George W. Bush entered office implicitly promising agnosticism in the long-running debate between neocons and paleocons. On the 2000 campaign trail, he promised a ''distinctly American internationalism'' that would provide ''idealism, without illusions; confidence, without conceit; realism, in the service of American ideals.'' Of course, after 9/11, Bush dispensed with this doctrinal neutrality. And in adopting a neocon foreign policy, he rallied most conservatives behind his ambitious agenda, a dramatic turnabout in opinion from the 90's.

Will this consensus hold? Already, many conservative writers seem primed to abandon it. Even when they haven't gone as far as Will or Carlson in their criticisms of the war, they have flashed their discomfort with Bush's goal of planting democracy in Iraq. National Review has called this policy ''largely, if not entirely, a Wilsonian mistake.'' With these signs of restlessness, it's easy to imagine that a Bush loss in November, coupled with further failures in Iraq, could trigger a large-scale revolt against neoconservative foreign policy within the Republican Party. A Bush victory, on the other hand, will be interpreted by many Republicans as a vindication of the current course, and that could spur a revolt too. If the party tilts farther toward an activist foreign policy, antiwar conservatives might begin searching for a new political home. In the meantime, the publishing industry may be providing a test of the Bush consensus: Pat Buchanan's new book, ''Where the Right Went Wrong: How Neoconservatives Subverted the Reagan Revolution and Hijacked the Bush Presidency,'' has already climbed onto the New York Times best-seller list.

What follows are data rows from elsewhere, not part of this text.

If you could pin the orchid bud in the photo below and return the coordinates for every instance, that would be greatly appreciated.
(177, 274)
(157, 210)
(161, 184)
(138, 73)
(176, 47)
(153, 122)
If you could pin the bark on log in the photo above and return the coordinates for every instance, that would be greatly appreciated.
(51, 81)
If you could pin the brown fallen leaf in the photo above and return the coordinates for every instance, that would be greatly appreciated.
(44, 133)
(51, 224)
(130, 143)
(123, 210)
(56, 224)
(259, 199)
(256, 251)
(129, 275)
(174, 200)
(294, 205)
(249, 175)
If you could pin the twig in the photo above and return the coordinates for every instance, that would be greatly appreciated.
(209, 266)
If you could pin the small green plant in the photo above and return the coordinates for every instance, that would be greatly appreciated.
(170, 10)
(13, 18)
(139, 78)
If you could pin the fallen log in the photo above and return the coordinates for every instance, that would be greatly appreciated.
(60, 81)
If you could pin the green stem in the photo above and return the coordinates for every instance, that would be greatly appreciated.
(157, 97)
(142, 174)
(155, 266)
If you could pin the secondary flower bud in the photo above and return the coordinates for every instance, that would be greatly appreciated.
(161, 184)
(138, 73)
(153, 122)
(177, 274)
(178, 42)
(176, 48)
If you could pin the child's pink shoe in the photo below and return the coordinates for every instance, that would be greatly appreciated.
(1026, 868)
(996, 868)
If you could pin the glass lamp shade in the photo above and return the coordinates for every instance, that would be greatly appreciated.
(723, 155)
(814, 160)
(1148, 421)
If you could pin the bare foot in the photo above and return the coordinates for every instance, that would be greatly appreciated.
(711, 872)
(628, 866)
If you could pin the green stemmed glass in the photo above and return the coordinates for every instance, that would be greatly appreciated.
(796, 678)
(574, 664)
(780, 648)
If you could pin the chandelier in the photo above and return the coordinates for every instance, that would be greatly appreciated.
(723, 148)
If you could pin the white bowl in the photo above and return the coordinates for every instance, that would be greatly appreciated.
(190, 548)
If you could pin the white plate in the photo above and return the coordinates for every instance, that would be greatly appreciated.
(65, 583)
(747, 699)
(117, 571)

Perhaps the movement's current state of mind is best reflected in its godfather, William F. Buckley. In June, he relinquished control of National Review. When asked about Iraq by The New York Times, he confessed: ''With the benefit of minute hindsight, Saddam Hussein wasn't the kind of extraterritorial menace that was assumed by the administration one year ago. If I knew then what I know now about what kind of situation we would be in, I would have opposed the war.'' It is noteworthy that Buckley's departure from the right's flagship journal should be accompanied by such ambivalence and profound questions about the movement's first principles. Conservatives could soon find themselves retracing Buckley's steps, wrestling all over again with their isolationist instincts.